En corollaire : le bateau n’aurait-il pas essuyé la légendaire mauvaise vague qui effraie tant les marins, cette « masse noire haute de plusieurs mètres qui peut remettre en question à elle seule tous les équilibres » ?

Enfin, et pour le seul délire : avons-nous eu affaire à des zombies, des êtres se situant justement entre les vivants et les morts ? Et si oui, quand : depuis l’embarquement, le début la baignade, avant ou après elle ? Gentils, pas gentils ?
L’imaginaire est au pouvoir, celui du lecteur mis à contribution.

Je plaisante, oui. Je remplis. Je pourrais tout aussi bien dire que l’imprimeur a oublié un cahier de pages au moment du montage et que personne ne s’en est rendu compte…
Une chose est sûre : l’intrigue est extrêmement mystérieuse, le vertige nous empoigne fatalement à un moment.
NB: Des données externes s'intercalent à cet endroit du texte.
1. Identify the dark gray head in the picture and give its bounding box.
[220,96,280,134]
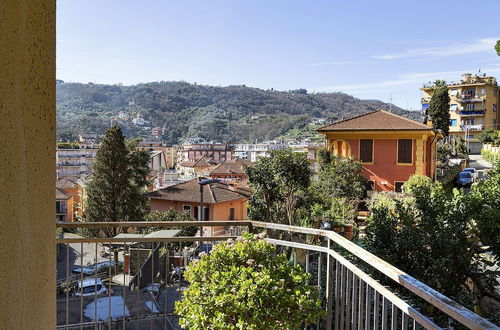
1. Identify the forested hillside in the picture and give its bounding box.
[57,81,419,144]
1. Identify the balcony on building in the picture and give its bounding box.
[55,220,494,329]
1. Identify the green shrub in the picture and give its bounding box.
[366,176,474,294]
[175,234,323,329]
[481,149,500,163]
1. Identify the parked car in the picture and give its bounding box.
[462,167,478,182]
[75,278,108,297]
[72,260,123,276]
[456,171,474,187]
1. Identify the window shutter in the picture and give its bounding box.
[359,140,373,163]
[398,139,413,164]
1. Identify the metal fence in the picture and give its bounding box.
[56,221,498,329]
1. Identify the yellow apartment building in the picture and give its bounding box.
[421,73,500,153]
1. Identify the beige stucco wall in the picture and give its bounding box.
[0,0,56,329]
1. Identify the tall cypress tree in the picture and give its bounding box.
[85,126,149,236]
[428,80,450,136]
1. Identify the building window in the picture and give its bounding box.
[365,180,375,191]
[203,207,210,221]
[359,140,373,163]
[398,139,413,164]
[394,181,405,192]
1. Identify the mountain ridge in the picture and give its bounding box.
[56,80,420,144]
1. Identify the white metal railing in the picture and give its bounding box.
[463,125,484,131]
[56,221,498,329]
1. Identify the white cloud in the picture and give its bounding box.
[307,61,369,66]
[372,38,498,60]
[310,67,500,93]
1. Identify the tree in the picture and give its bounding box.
[245,148,312,225]
[312,153,366,204]
[84,126,149,236]
[175,234,324,329]
[470,160,500,260]
[366,175,474,296]
[428,84,450,136]
[477,130,497,143]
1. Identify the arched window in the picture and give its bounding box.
[329,139,352,158]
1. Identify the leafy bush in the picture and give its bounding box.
[367,176,474,295]
[481,149,500,163]
[470,160,500,259]
[477,129,498,143]
[175,234,323,329]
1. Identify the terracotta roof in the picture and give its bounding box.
[318,110,432,132]
[207,158,252,175]
[56,188,71,200]
[181,157,213,167]
[148,178,251,204]
[56,178,78,189]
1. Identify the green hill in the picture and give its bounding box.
[57,81,419,144]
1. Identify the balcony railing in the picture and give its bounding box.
[459,94,485,103]
[56,221,497,329]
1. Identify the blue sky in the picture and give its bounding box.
[57,0,500,109]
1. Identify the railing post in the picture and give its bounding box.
[326,238,335,330]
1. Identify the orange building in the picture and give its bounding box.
[56,178,83,221]
[56,188,74,222]
[318,110,442,191]
[204,158,252,182]
[148,178,251,236]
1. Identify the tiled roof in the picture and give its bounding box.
[181,157,217,167]
[56,178,78,189]
[207,158,252,175]
[56,188,71,200]
[318,110,432,132]
[148,178,250,204]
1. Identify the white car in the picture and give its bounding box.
[75,278,108,297]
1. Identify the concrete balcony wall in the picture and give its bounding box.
[0,0,56,329]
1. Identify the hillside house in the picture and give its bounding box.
[148,179,251,236]
[318,110,442,192]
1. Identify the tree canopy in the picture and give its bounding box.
[245,148,312,225]
[175,234,324,329]
[428,85,450,136]
[84,126,149,236]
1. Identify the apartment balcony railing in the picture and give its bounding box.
[458,94,485,103]
[457,110,484,116]
[56,221,498,329]
[461,125,484,131]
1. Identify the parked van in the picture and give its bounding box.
[75,278,108,297]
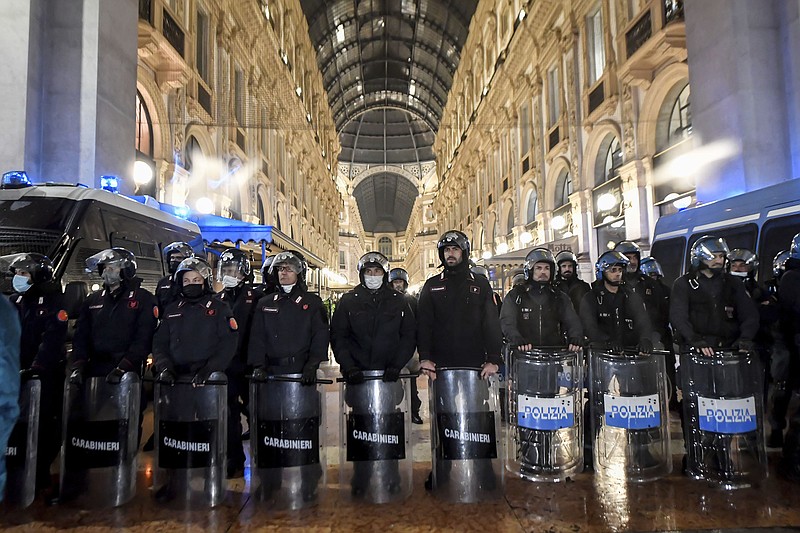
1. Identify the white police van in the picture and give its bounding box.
[0,176,203,310]
[650,179,800,283]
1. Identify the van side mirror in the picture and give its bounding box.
[63,281,89,318]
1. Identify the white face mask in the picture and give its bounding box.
[281,283,297,294]
[222,276,239,289]
[364,275,383,291]
[11,274,31,293]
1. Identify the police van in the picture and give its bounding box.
[0,175,203,311]
[650,179,800,283]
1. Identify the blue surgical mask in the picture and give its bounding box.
[11,274,32,293]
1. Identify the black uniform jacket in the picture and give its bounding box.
[331,283,416,374]
[72,278,158,375]
[10,284,69,372]
[153,294,239,375]
[247,284,330,374]
[417,269,503,367]
[217,284,264,372]
[500,283,583,348]
[669,272,759,349]
[580,280,652,347]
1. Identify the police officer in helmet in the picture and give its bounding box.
[331,252,416,496]
[554,250,589,312]
[0,253,69,492]
[389,268,422,424]
[156,241,195,312]
[217,248,263,478]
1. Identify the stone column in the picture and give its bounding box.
[685,0,798,202]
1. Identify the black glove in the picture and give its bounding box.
[69,362,85,387]
[251,366,269,381]
[300,365,317,385]
[106,367,125,385]
[344,368,364,385]
[383,368,400,383]
[733,339,756,352]
[156,368,178,387]
[639,339,653,354]
[192,365,214,385]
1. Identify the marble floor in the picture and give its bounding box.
[0,370,800,533]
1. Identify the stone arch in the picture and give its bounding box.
[637,63,689,156]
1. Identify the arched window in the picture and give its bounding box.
[136,91,153,159]
[525,187,539,224]
[667,84,692,146]
[378,237,392,257]
[554,170,572,208]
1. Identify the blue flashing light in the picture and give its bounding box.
[100,176,119,194]
[2,170,33,189]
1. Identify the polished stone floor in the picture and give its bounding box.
[0,370,800,533]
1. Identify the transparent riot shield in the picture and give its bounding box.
[429,367,505,503]
[250,374,332,510]
[589,351,672,481]
[153,372,228,509]
[339,370,416,503]
[5,378,42,507]
[680,352,767,488]
[506,348,583,481]
[60,372,141,507]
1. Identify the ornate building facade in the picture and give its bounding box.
[136,0,343,278]
[433,0,695,285]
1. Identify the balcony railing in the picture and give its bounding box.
[161,9,186,57]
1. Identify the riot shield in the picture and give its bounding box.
[429,367,505,503]
[153,372,228,509]
[60,372,141,507]
[681,352,767,488]
[506,348,583,481]
[5,378,42,507]
[339,370,416,503]
[250,374,330,510]
[589,350,672,481]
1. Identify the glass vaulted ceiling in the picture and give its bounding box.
[301,0,477,232]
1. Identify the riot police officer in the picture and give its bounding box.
[778,233,800,482]
[670,235,758,357]
[389,268,422,424]
[555,250,590,312]
[217,248,264,478]
[417,230,503,491]
[500,248,583,351]
[69,248,158,385]
[3,253,69,492]
[156,241,195,313]
[580,251,653,354]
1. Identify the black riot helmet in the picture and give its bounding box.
[614,241,642,270]
[389,268,408,287]
[690,235,731,269]
[639,257,664,279]
[217,248,250,281]
[86,248,136,280]
[161,241,195,275]
[728,248,758,277]
[269,250,308,283]
[0,253,55,285]
[173,257,214,293]
[436,229,470,265]
[594,250,630,281]
[522,248,556,281]
[772,250,789,279]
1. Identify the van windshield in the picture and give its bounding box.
[0,198,76,229]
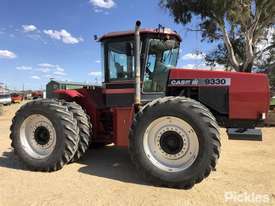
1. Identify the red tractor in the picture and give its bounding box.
[11,21,269,188]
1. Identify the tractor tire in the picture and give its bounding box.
[63,102,92,162]
[90,142,111,149]
[129,97,221,189]
[10,99,79,172]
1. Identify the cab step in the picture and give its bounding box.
[226,128,263,141]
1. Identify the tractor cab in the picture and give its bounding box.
[99,27,181,106]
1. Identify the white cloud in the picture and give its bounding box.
[16,66,32,71]
[88,72,102,76]
[37,67,51,73]
[0,50,16,59]
[22,25,37,32]
[53,71,67,76]
[31,75,40,79]
[44,29,84,44]
[56,66,65,72]
[37,63,67,76]
[90,0,116,10]
[38,63,58,68]
[182,53,205,60]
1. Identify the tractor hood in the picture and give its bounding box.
[168,69,270,119]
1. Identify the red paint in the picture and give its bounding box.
[169,69,270,120]
[53,89,83,98]
[112,107,134,147]
[103,88,135,94]
[99,29,181,41]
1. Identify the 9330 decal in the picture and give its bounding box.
[169,78,231,86]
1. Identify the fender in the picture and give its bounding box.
[53,89,84,98]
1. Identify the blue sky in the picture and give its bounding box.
[0,0,211,89]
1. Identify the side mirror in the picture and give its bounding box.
[126,42,134,56]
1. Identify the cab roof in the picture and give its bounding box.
[99,28,181,41]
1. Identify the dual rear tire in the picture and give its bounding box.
[11,97,221,189]
[11,100,91,172]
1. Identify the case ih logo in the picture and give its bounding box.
[169,78,231,86]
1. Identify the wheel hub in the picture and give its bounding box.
[143,116,199,172]
[34,126,50,146]
[20,114,56,159]
[160,131,183,155]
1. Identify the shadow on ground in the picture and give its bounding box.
[79,146,147,185]
[0,146,147,185]
[0,149,27,170]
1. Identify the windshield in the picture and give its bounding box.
[143,39,179,92]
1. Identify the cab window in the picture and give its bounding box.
[107,42,134,81]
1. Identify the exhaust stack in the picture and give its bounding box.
[135,21,141,105]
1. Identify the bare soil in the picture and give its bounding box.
[0,104,275,206]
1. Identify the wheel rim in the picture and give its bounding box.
[143,116,199,172]
[20,114,56,159]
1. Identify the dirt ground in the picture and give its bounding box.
[0,102,275,206]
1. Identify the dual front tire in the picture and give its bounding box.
[11,97,221,189]
[129,97,220,189]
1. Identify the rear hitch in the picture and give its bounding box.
[226,128,263,141]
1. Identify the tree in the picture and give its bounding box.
[160,0,275,72]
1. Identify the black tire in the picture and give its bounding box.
[90,142,111,149]
[10,99,79,172]
[63,102,92,162]
[129,97,221,189]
La peur aussi au moment le plus crucial. Et ce n’est pas tout à fait le dénouement qui va nous en délivrer…
Je ne peux que vous conseiller ardemment la lecture de ce roman court mais d’une intensité folle et dont la plume, qui vaut à elle seule le coup de cœur, vous fera halluciner. Je pense notamment à l’insomnie que Mariette Navarro évoque comme quelque chose qui nous oblige à « rester à la surface de tous les sommeils ».
C’est enfin une occasion heureuse d’avoir une nouvelle histoire à raconter ou, mieux, à lire, aux enfants, toujours friands de sources de frayeurs et qui pourront la broder à souhait. Les soirées « coin du feu » approchent, la vaisselle attendra bien jusqu’à demain.

Alors, à quoi ça sert de lire ?!
Ici, à partager des ébats improbables en eau profonde avant de frissonner en s’attendant au pire. A changer littéralement d’horizon, tout en restant au chaud. Et à voir que la poésie n’est pas un genre littéraire surfait
. A être SURPRIS.

QUELQUES PAROLES

« Elle a l’impression depuis quelque temps de naviguer sur du velours, d’avoir trouvé dans son métier la fluidité d’une danse parfaitement exécutée. Le cargo, quand elle ferme les yeux, c’est son corps à elle, stable et droit. A en oublier les vagues ».

Sur les doutes et la peur des marins :
« Ce sont d’autres histoires qui leur viennent en tête, une vague de récits, des aventures arrivées à d’autres, en mer, et qu’on se passe d’époque en époque pour frissonner dans les soirées d’orage. Ils ne réussissent pas à écarter d’eux les récits d’Atlantique et d’Atlantide, les triangles inquiétants et les vaisseaux fantômes, tandis que s’accumulent les résultats contradictoires ».